Dr. Elisabeth Fink: Es ist natürlich mit großen Herausforderungen verbunden. Es ist Konsens, dass das eindrücklichste gedenkstättenpädagogische Erlebnis, das man haben kann, ein Zeitzeug*innengespräch ist. Dadurch, dass es leider nur noch wenige Zeitzeug*innen gibt, die davon berichten können, werden wir die Möglichkeit in absehbarerer Zeit nicht mehr haben. Unsere Projekte "ARt" und "Die Befreiung" sind ein Ergebnis der Suche nach neuen Wegen der Vermittlung. Wir fragen uns, wie wir gerade Jugendliche ansprechen können, ohne ein Gespräch mit einem Zeitzeugen ermöglichen zu können.

Wo liegt die Verantwortung jedes Einzelnen, die Geschichte weiterzutragen?

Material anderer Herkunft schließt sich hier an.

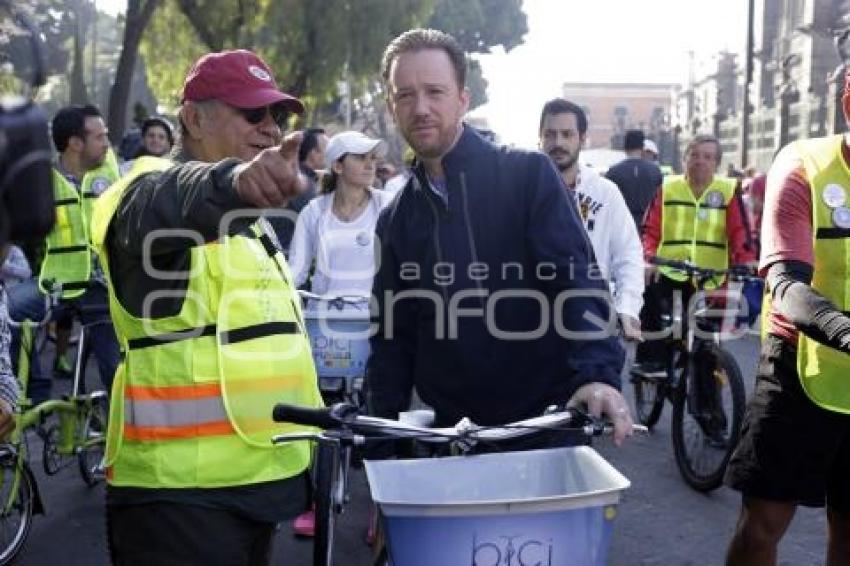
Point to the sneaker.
(304, 524)
(62, 368)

Dr. Elisabeth Fink: Max Mannheimer, ein ehemaliger Häftling des Konzentrationslagers Dachau, hat das sehr schön gesagt: "Die junge Generation trägt zwar keine Verantwortung für das, was geschehen ist, sehr wohl aber eine Verantwortung für die Gegenwart." Das ist ein Leitspruch, dem wir alle versuchen sollten zu folgen. Das, was sich hier im KZ Dachau und in anderen Konzentrationslagern ereignet hat, darf sich nicht noch einmal wiederholen. Da ist natürlich die Verantwortung jedes Einzelnen gefragt.